Coming into the historic era, Corfu was first colonized by the Eretrians, Greeks coming from the island of Euboea, who drove off the Liburnians, an Illyrian tribe of pirates, who were settled on the island. This must have happened in about the middle 8th century BC, since in 730 BC there came the Corinthians who, in their turn, drove off the Eretrians, and settled the island to which gave the name “Corcyra”. The leader of the Corinthian settlers was Chersicrates, after whom the city of the island (located at Palaiopolis) were named.
The new colony was soon bloomed into a wealthy state, with a large fleet and significant population.
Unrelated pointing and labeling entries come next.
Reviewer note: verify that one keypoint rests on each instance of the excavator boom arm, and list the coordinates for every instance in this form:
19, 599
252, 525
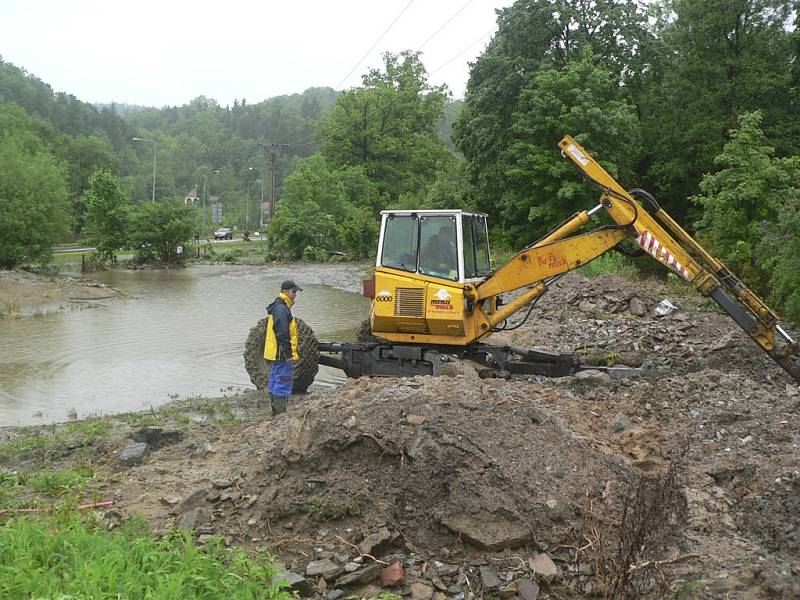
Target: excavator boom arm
659, 236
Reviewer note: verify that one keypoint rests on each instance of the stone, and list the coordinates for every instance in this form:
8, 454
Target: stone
528, 590
133, 454
543, 565
325, 568
420, 591
377, 542
366, 591
446, 570
593, 376
636, 306
193, 500
392, 575
170, 499
297, 583
363, 575
489, 578
620, 423
195, 518
664, 308
158, 437
489, 535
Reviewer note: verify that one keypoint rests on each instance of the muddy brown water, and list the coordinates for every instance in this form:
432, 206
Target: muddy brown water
180, 334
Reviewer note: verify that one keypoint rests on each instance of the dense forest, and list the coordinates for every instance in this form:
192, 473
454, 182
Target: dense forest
697, 101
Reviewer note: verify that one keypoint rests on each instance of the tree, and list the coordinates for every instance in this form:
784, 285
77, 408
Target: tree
533, 188
719, 59
33, 192
312, 204
751, 190
157, 229
541, 48
108, 214
388, 127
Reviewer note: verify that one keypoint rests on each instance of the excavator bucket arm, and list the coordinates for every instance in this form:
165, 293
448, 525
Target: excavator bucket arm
661, 237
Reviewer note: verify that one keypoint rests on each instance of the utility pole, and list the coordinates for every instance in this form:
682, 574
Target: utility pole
272, 193
272, 162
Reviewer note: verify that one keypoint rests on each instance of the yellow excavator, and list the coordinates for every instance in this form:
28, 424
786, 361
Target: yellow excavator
435, 297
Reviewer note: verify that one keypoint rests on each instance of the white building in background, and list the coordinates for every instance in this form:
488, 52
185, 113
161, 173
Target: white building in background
191, 196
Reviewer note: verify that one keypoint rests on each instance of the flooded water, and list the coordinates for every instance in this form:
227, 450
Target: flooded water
181, 333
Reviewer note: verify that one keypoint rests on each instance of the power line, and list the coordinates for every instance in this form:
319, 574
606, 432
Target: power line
446, 23
435, 33
360, 60
480, 39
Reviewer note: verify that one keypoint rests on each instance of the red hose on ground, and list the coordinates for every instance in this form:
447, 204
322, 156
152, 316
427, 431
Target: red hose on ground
103, 504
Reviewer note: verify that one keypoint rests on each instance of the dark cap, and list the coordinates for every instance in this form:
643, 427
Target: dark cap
290, 285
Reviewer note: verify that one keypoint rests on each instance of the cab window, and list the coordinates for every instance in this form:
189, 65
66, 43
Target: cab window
482, 262
470, 270
439, 256
400, 243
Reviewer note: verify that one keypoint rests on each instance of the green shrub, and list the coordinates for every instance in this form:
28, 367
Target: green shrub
62, 556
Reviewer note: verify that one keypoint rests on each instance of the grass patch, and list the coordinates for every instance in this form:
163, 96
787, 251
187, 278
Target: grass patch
611, 263
81, 434
18, 490
64, 556
58, 483
324, 508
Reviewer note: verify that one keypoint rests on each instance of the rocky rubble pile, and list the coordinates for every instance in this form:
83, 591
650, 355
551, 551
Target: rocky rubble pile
457, 487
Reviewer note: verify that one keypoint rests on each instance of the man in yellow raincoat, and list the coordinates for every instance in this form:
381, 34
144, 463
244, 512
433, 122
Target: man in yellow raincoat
281, 345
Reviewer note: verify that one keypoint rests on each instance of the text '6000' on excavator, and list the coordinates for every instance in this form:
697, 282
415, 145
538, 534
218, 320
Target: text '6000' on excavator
435, 297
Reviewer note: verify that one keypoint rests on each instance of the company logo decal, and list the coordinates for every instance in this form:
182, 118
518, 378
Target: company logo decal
441, 301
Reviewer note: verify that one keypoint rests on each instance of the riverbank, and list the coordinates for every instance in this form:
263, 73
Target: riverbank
682, 482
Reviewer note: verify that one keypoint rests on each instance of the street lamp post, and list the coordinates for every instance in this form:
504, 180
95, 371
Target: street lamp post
154, 162
261, 208
247, 209
203, 220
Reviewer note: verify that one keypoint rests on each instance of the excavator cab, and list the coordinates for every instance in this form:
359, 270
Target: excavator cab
426, 259
443, 244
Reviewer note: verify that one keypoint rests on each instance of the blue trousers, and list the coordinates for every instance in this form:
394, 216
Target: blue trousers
281, 378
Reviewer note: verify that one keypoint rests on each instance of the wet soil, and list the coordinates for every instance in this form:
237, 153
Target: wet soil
681, 482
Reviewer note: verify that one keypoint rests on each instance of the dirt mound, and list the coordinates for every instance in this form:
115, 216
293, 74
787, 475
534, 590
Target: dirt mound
681, 479
437, 459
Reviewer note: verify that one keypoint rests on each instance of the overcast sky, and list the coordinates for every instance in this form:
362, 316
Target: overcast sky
169, 52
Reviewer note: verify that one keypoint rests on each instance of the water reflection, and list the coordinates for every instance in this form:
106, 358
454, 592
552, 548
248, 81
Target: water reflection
182, 333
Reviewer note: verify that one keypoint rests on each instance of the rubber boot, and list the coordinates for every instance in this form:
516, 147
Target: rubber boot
279, 404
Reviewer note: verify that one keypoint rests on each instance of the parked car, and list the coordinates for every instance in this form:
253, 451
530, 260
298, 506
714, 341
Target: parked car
223, 233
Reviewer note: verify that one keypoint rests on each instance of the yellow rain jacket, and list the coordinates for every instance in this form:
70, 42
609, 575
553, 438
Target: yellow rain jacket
281, 342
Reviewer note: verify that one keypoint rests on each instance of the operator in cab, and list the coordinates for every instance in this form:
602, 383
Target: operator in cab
281, 346
438, 257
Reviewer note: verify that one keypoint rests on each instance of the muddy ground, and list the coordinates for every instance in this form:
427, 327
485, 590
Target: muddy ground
681, 481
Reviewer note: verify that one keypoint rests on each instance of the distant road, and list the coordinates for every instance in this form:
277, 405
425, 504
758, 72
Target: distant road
66, 249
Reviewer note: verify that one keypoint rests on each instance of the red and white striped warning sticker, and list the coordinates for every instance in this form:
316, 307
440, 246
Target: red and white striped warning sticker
655, 249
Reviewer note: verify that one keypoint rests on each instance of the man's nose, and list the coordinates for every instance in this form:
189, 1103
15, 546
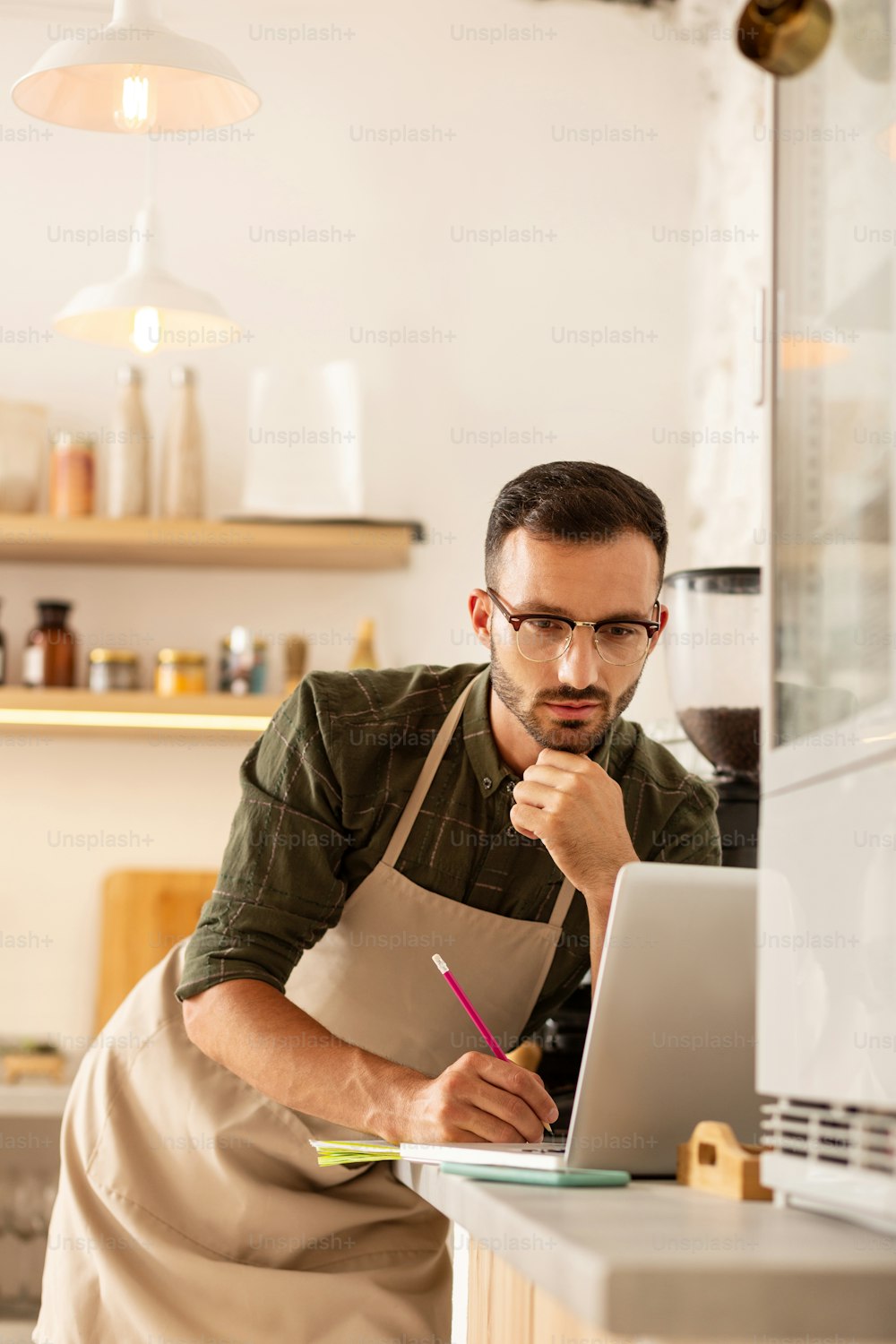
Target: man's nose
582, 666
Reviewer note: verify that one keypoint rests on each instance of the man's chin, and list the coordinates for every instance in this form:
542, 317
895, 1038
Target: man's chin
578, 736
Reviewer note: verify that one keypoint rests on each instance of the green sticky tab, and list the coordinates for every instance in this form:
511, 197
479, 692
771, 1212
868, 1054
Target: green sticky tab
532, 1176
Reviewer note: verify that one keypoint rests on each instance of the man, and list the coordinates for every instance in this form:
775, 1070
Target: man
481, 809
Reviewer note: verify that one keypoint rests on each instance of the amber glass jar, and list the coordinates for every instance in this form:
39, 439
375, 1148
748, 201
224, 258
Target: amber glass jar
50, 648
180, 672
72, 475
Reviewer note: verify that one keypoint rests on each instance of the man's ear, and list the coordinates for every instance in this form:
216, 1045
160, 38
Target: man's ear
479, 607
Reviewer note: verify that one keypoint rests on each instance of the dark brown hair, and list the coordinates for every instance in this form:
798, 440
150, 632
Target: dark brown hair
573, 503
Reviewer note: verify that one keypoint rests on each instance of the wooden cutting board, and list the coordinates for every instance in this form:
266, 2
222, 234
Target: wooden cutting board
144, 914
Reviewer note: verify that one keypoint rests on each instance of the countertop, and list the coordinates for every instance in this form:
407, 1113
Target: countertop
656, 1258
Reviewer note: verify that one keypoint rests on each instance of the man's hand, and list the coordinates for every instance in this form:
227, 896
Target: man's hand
478, 1098
571, 804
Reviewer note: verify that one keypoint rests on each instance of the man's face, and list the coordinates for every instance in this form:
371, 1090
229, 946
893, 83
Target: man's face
570, 702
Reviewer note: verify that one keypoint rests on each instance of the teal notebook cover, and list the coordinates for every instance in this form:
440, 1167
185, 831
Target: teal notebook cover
530, 1176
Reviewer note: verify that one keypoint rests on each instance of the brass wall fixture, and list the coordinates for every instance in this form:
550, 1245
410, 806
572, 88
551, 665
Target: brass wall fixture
785, 37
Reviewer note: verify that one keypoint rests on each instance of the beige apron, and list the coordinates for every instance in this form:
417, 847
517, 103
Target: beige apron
185, 1193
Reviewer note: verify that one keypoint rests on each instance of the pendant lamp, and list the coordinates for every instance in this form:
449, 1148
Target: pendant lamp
134, 75
147, 308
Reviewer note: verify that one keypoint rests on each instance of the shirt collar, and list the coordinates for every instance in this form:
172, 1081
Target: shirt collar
481, 747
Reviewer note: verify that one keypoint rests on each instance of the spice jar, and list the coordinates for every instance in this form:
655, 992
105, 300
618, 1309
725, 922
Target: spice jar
180, 672
50, 648
242, 663
72, 475
112, 669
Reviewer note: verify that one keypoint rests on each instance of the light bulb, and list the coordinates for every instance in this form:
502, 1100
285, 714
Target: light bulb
134, 113
145, 331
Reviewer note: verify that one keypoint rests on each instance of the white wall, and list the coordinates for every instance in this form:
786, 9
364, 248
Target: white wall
508, 104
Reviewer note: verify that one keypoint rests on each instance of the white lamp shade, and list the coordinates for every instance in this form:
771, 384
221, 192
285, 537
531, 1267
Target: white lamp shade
80, 83
180, 316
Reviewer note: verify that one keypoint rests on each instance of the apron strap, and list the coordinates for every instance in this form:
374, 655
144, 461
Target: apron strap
427, 774
422, 787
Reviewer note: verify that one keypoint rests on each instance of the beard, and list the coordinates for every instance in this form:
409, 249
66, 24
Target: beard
562, 736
Corfu was so powerful, that founded two colonies on the shores of Epirus and Illyria, Epidamnos and Apollonia.
This situation, off course, was not very pleasant for the metropolis, Corinth, treated the Corcyreans with distrust, and in 665 BC the Corinthians demanded that 400 young Corcyreans who were supposed to be held in Corinth as hostages. But, after the departure of the Corinthian fleet, the Corcyreans found out that the true destination was Frygia, where the young Corcyreans were going to be castrated, in an effort of Corinth to show her brutality and power to her colony. The Corcyreans then sent out their fleet, and thus the first naval battle in history took place, with the Corcyreans outrunning the Corinthians and saving their youth.

The next stone mark in Corfiot history is at the eve of the Peloponnesian War, in the end of the 5th century BC, when Corcyra was a large state of 150,000 people, and her fleet was the second largest in Greece (after that of Athens), with over than 60 triremes. Thucydides, in the first chapter of his history of the War, under the title “Κερκυραϊκά” (“Corcyrean”), describes the struggle that occurred between Corcyra and Corinth over the colony of Epidamnos on the Illyrians coast. Corinth sent out her fleet and a naval battle took place in 435 BC at the south marine straight between Corfu and Epirus, near the islets Sybota, with the Corcyreans winning their rivals.
This win, though, didn’t mean the end of troubles for Corcyra. A new struggle broke soon, between the republican and oligarchic Corcyreans, which soon scaled up to a civil war. The Corinthians, whose trade interests were threatened by the mighty Corcyrean fleet, intervened in favor of the oligarchics,and Athens intervened in favor of the republicans. That was the starting point of the Peloponnesian war, which was the worse inter-Greek war of Antiquity. After the end of that war and the victory of Spartans and their allies, Corcyra came out with diminished economical and military power. Even though things went better in the years to come, the innavoidable engagement in the wars of Epigoni ("offspring") of Alexander the Great after his death, led to more troubles that led to the conquest by the Illyrians in 229 BC. It was then obvious that the Corcyreans could not overthrow the Illyrians by themselves, while none of the Greek states of the time was able or willing to asist them. So, they turned to the rising power of Rome, who rapidly responded, sending a mighty force which anihilated the Illyrians. Thus, Corcyra was the first Greek State to be annexed to the Roman state, even if it kept its autonomy under the status of "ally". This status was maintained probaly until 212 AD (when emperor Caracalas granted full citizenship to all free subjects of the empire), as it is implied by the historians mentioning the Corcyreans participating the Roman campaigns as a seperate force.


During the Roman era Corcyra was one of the most popular places for leisure, as it is implied by the numerous villas on the island. Nero himself and Cicero were two of the vost famous visitors of Corcyra.


Later on, at the time of the expansion of Christendom, Apostle Paul visited Corcyra and left behind his disciplines Jason and Sosipater to teach the Christian faith in the island.